Since I wanted to get into d3 anyway, this was a good start. And if I am working in JavaScript anyway, why not try it in node.js? And if I am working in node.js, why not just do it in CoffeeScript?

So cloudserver got a bit of a playground of technologies. It is mostly written in CoffeeScript. It reads in source files, cleans them up a bit and counts each word. After it is done processing all files, it brings them in a d3-cloud-friendly format and starts a local node.js webserver. This server serves a small html file that contains the d3 bootstrap code and generates the cloud.

I tried to keep it mostly language agnostic with a pluggable system to configure it to specific languages. Currenlty it only supports Java, but it should be fairly easy to make langauge configurations for other languages.
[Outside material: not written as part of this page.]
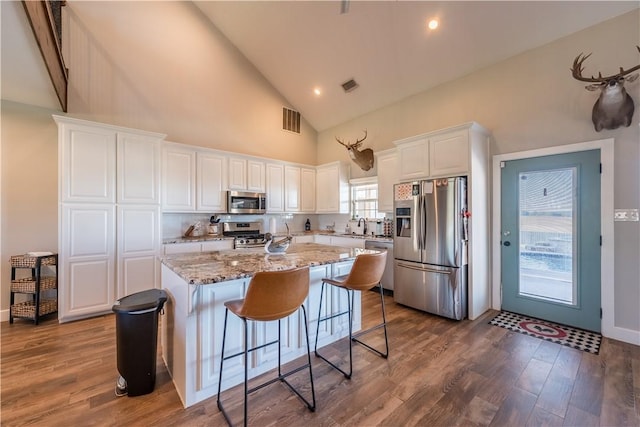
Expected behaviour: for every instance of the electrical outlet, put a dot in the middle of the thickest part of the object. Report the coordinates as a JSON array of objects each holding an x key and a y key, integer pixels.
[{"x": 626, "y": 215}]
I have lots of ideas on how to improve cloudserver, like stripping comments. And it is surely not bugfree. Since this is my first contact with node.js and I am still not very mature in CoffeeScript, I assume there are lots of rookie-mistakes lurking around.

I plan to write up my impressions of node.js and CoffeeScript in seperate posts.

If you used cloudserver, have questions or ideas, I would love to hear from you! I would also love to show you some more clouds, but I currently only have customer-projects with interesting code bases around - and I am not comfortable with presenting them here.